Now for the fun part, the actual consistent hashing stuff.
Given a set of machines, we need to define how the circular partitions is defined
private def getPartitions(machines: Seq[Machine[TValue]]): Seq[(HashRange, Machine[TValue])] = {
val replicatedRanges: Seq[HashRange] = Stream.continually(defineRanges(machines.size)).flatten
val infiteMachines: Stream[Machine[TValue]] =
Stream.continually(machines.flatMap(List.fill(replicas)(\_))).flatten
replicatedRanges
.zip(infiteMachines)
.take(machines.size \* replicas)
.toList
}
What we want to make sure is that each node sits on multiple ranges, this gives us the replication factor. To do that I’ve duplicated the machines in the list by the replication factor, and made sure all the lists cycle around indefinteily, so while they are not evenly distributed around the ring (they are clustered) they do provide fault tolerance
Lets look at what it takes to put a value into the ring:
private def put(hashkey: HashKey, value: TValue): Unit = {
getReplicas(hashkey).foreach(\_.add(hashkey, value))
}
private def getReplicas(hashKey: HashKey): Seq[Machine[TValue]] = {
partitions
.filter { case (range, machine) =\> hashKey \>= range.minHash && hashKey \< range.maxHash }
.map(\_.\_2)
}
We need to make sure that for each replica in the ring that sits on a hash range, that we insert it into that machine. Thats pretty easy, though we can improve this later with better lookups
Lets look at a get
def get(hashKey: TKey): Option[TValue] = {
val key = HashKey.safe(hashKey.hashCode())
getReplicas(key)
.map(\_.get(key))
.collectFirst { case Some(x) =\> x }
}
Also similar. Go through all the replicas, and find the first one to return a value
Now lets look how to add a machine into the ring
def addMachine(): Machine[TValue] = {
id += 1
val newMachine = new Machine[TValue]("machine-" + id)

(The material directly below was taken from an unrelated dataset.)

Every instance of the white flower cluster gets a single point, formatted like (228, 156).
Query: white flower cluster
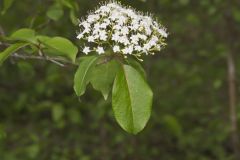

val oldMachines = partitions.map(\_.\_2).distinct
partitions = getPartitions(Seq(newMachine) ++ oldMachines)
redistribute(partitions)
newMachine
}
So we first create a new list of machines, and then ask how to re-partition the ring. Then the keys in the ring need to redistribute themselves so that only the nodes who are responsible for certain ranges contain those keys
def redistribute(newPartitions: Seq[(HashRange, Machine[TValue])]) = {
newPartitions.groupBy { case (range, machine) =\> machine }
.flatMap { case (machine, ranges) =\> machine.keepOnly(ranges.map(\_.\_1)) }
.foreach { case (k, v) =\> put(k, v) }
}
Redistributing isn’t that complicated either. We group all the nodes in the ring by the machine they are on, then for each machine we tell it to only keep values that are in its replicas. The machine keepOnly
function takes a list of ranges and will remove and return anything not in those ranges. We can now aggregate all the things that are “emitted” by the machines and re insert them into the right location
Removing a machine is really similiar
def removeMachine(machine: Machine[TValue]): Unit = {
val remainingMachines = partitions.filter { case (r, m) =\> !m.eq(machine) }.map(\_.\_2)
partitions = getPartitions(remainingMachines.distinct)
redistribute(partitions)
}
And thats all there is to it! Now we have a fast, simple consistent hasher.